Skyvern/tests/unit/test_copilot_streaming_adapter.py

from __future__ import annotations

import asyncio
from types import SimpleNamespace
from typing import Any
from unittest.mock import AsyncMock, MagicMock

import pytest

from skyvern.forge.sdk.copilot.streaming_adapter import _sanitize_input, stream_to_sse


def test_strips_workflow_yaml() -> None:
    result = _sanitize_input({"workflow_yaml": "title: x", "block_labels": ["a"]})
    assert "workflow_yaml" not in result
    assert result["block_labels"] == ["a"]


def test_redacts_password_in_parameters() -> None:
    result = _sanitize_input(
        {
            "workflow_yaml": "...",
            "parameters": {"username": "u", "password": "p"},
        }
    )
    params = result["parameters"]
    assert params["username"] == "u"
    assert params["password"] == "****"


def test_redacts_totp_and_api_key() -> None:
    result = _sanitize_input(
        {
            "parameters": {
                "totp": "123456",
                "api_key": "sk-abc",
                "mfa_code": "999",
            }
        }
    )
    params = result["parameters"]
    assert params["totp"] == "****"
    assert params["api_key"] == "****"
    assert params["mfa_code"] == "****"


def test_does_not_redact_benign_identifiers() -> None:
    result = _sanitize_input(
        {
            "parameters": {
                "credential_id": "cred_abc",
                "page_token": "pt_xyz",
                "username": "user1",
                "search_term": "apple",
            }
        }
    )
    params = result["parameters"]
    assert params["credential_id"] == "cred_abc"
    assert params["page_token"] == "pt_xyz"
    assert params["username"] == "user1"
    assert params["search_term"] == "apple"


def test_redacts_nested_dict() -> None:
    result = _sanitize_input(
        {
            "parameters": {
                "outer": {"password": "p", "label": "ok"},
            }
        }
    )
    assert result["parameters"]["outer"]["password"] == "****"
    assert result["parameters"]["outer"]["label"] == "ok"
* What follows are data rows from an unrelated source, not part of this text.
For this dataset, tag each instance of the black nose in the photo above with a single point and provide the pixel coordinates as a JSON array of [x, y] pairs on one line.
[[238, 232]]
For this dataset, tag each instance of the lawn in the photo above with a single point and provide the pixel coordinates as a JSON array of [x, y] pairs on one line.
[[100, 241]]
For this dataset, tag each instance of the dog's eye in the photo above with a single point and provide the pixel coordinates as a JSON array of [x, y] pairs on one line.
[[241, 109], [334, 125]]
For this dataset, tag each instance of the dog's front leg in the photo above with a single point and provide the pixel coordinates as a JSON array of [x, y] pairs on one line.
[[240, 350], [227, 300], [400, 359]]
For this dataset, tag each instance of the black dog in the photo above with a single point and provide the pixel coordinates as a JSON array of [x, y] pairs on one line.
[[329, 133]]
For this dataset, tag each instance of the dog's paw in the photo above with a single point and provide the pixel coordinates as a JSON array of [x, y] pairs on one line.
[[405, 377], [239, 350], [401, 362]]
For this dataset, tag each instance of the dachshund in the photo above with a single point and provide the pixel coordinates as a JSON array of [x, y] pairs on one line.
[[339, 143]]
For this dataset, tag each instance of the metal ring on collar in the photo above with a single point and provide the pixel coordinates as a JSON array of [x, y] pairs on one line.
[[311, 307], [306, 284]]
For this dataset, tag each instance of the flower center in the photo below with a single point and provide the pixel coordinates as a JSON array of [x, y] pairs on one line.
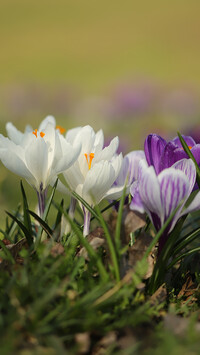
[[42, 134], [61, 129], [189, 146], [89, 160]]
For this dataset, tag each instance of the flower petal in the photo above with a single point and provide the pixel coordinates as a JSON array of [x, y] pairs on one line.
[[136, 202], [189, 140], [153, 148], [149, 189], [13, 133], [174, 188], [108, 152], [98, 181]]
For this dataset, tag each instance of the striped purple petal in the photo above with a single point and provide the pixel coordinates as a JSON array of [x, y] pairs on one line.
[[149, 189], [189, 140], [170, 155], [174, 188], [136, 202], [153, 148]]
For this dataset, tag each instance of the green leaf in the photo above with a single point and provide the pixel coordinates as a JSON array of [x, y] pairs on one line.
[[27, 220], [183, 242], [43, 224], [45, 214], [191, 156], [7, 252], [49, 201], [110, 244], [27, 234], [59, 214], [189, 252]]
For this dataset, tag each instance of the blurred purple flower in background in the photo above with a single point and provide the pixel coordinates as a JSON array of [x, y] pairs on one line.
[[133, 100]]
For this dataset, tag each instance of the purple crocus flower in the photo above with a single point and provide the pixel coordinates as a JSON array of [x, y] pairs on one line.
[[162, 154], [129, 172], [159, 195]]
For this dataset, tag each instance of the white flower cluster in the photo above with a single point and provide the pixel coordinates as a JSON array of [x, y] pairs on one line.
[[91, 170]]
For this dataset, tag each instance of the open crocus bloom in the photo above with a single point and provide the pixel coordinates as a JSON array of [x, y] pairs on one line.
[[16, 136], [162, 155], [38, 156], [94, 172], [159, 195]]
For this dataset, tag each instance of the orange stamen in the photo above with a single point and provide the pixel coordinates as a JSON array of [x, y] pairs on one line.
[[35, 132], [61, 129], [89, 162], [189, 146], [42, 134]]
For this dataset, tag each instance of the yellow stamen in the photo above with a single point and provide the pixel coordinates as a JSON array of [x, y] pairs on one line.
[[42, 134], [89, 162], [61, 129], [35, 132], [189, 146]]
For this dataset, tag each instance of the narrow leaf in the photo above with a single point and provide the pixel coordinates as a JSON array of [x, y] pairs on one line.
[[43, 224], [27, 220], [27, 234]]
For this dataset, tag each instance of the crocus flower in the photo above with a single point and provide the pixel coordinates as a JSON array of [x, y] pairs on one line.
[[161, 154], [38, 156], [129, 171], [94, 172], [159, 195]]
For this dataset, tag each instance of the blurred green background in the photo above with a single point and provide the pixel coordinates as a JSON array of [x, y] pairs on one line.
[[130, 67]]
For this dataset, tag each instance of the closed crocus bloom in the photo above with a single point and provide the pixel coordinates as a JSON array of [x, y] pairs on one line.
[[94, 172], [128, 173], [38, 156], [161, 154], [159, 195]]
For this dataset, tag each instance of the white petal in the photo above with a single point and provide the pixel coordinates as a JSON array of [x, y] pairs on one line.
[[48, 120], [108, 152], [36, 156], [99, 141], [98, 181], [134, 158], [174, 187], [149, 189], [71, 134], [15, 164], [13, 133], [194, 205], [188, 167]]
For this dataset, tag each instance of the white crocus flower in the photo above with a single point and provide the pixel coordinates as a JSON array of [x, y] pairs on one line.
[[16, 136], [94, 172], [38, 156]]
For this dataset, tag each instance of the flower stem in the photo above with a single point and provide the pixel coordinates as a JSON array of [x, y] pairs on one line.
[[87, 216]]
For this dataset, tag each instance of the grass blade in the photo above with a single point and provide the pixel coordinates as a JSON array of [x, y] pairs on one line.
[[27, 219], [27, 234], [110, 244], [92, 254], [43, 224]]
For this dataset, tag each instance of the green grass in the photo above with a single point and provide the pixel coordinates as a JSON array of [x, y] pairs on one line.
[[52, 300]]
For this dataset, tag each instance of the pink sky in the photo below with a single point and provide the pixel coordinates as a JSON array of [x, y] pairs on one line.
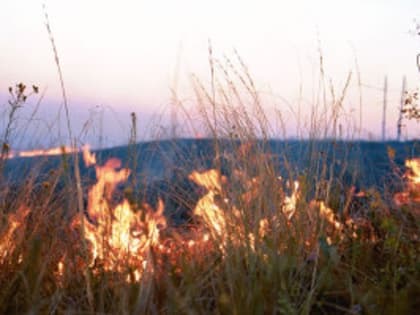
[[123, 55]]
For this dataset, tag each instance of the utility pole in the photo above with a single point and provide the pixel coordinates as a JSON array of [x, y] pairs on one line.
[[400, 117], [384, 109]]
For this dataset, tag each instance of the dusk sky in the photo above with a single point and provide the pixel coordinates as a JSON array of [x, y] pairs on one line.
[[122, 56]]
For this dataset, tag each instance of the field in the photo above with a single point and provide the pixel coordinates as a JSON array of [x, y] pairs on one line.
[[236, 223], [188, 232]]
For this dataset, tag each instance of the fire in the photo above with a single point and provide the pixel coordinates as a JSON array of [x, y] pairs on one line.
[[412, 192], [7, 237], [120, 236]]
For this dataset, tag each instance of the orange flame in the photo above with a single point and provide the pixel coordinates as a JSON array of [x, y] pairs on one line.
[[7, 239], [412, 192], [120, 236]]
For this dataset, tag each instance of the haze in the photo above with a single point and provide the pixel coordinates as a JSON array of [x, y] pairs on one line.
[[126, 56]]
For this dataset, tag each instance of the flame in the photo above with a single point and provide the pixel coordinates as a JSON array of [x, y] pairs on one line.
[[412, 192], [120, 236], [7, 239]]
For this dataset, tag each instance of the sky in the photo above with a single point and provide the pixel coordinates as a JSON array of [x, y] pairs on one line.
[[119, 57]]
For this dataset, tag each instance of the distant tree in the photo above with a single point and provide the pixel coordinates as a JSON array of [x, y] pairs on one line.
[[411, 108]]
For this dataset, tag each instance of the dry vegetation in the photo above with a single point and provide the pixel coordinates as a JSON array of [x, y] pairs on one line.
[[255, 243]]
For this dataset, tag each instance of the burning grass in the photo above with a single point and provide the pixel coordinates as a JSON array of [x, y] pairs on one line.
[[256, 244]]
def test_empty_input() -> None:
    assert _sanitize_input({}) == {}


async def _stream_events_from(*events: Any) -> Any:
    for event in events:
        yield event


@pytest.mark.asyncio
async def test_stream_to_sse_keeps_running_after_client_disconnect() -> None:
    """SKY-8986 regression: a dropped SSE client must NOT cancel the agent run.

    The handler task outlives the SSE response so the agent's reply can be
    persisted to the chat history. stream_to_sse keeps draining the SDK's
    event stream; emissions turn into no-ops when is_disconnected() returns
    True, but result.cancel() is never called and no exception escapes.
    """
    from agents.items import RunItem
    from agents.stream_events import RunItemStreamEvent

    raw_call = {"call_id": "c1", "name": "click", "arguments": "{}"}
    call_item = MagicMock(spec=RunItem)
    call_item.raw_item = raw_call
    tool_call = RunItemStreamEvent(name="tool_called", item=call_item)

    raw_output = {"call_id": "c1"}
    output_item = MagicMock(spec=RunItem)
    output_item.raw_item = raw_output
    output_item.output = None
    tool_output = RunItemStreamEvent(name="tool_output", item=output_item)

    result = MagicMock()
    result.stream_events = lambda: _stream_events_from(tool_call, tool_output)
    result.cancel = MagicMock()

    stream = MagicMock()
    stream.is_disconnected = AsyncMock(return_value=True)
    stream.send = AsyncMock(return_value=True)

    ctx = SimpleNamespace()

    await stream_to_sse(result, stream, ctx)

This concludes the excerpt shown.